Table 6.8 Generation times at 0°C for fish spoilage bacteria pre-cultured at high (20°C) or low (5°C) temperatures
| Species | Origin | Pre-culture temperature (°C) |
Subsequent generation time (hours) at 0°C |
| Aeromonas spp. | spoiled chilled trout |
5 20 |
11 20 |
| Pseudomonas spp. | iced cod (Denmark) spoiled iced |
5 20 5 20 |
9 14 12 14 |
| Shewanella spp. | iced cod (Denmark) iced sole (Senegal) |
5 20 5 20 |
8 17 9 17 |
It can be concluded that many factors affect shelf life of fish and that differences in the physiology of the bacterial flora are likely to be of major importance.
Off flavours related to fishing ground
Occasionally fish with off-flavours are caught, and in certain localities this is a fairly common phenomenon. Several of these off-flavours can be attributed to their feeding on different compounds or organisms. The planktonic mollusc, Spiratella helicina, gives rise to an off- flavour described as "mineral oil" or "petrol". It is caused by dimthyl-ß-propiothetin which is converted to dimethylsulphide in the fish (Cornell, 1975). The larvae of Mytilus spp. cause a bitter taste in herring. A very well known off-flavour is the muddy-earthy taint in many freshwater fish. The flavour is mainly caused by two compounds: geosmin (1a ,10ß-dimethyl-9a -decalol) and 2-methylisohorneol, which also are part of the chemical profile of wine with cork flavour. Geosmin, the odour of which is detectable in concentrations of 0.01-0.1 mg/l, is produced by several bacterial taxa, notably the actinomycetes Streptomyces and Actinomyces.

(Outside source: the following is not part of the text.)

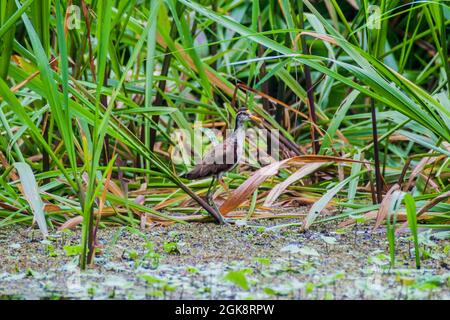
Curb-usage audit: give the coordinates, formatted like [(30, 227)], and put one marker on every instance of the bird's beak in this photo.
[(254, 118)]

An iodine-like flavour is found in some fish and shrimp species in the marine environment. This is caused by volatile bromophenolic compounds; and it has been suggested that the compounds are formed by marine algae, sponges and Bryozoa and become distributed through the food chain (Anthoni et al., 1990).
Oil taint may he found in the fish flesh in areas of the world where off-shore exploitation of oil is intensive or in areas where large oil spills occur. The fraction of the crude oil that is soluble in water is responsible for the off-flavours. This is caused by the accumulation of various hydrocarbon compounds, where particularly the aromatic compounds are strong flavourants (Martinsen et al., 1992).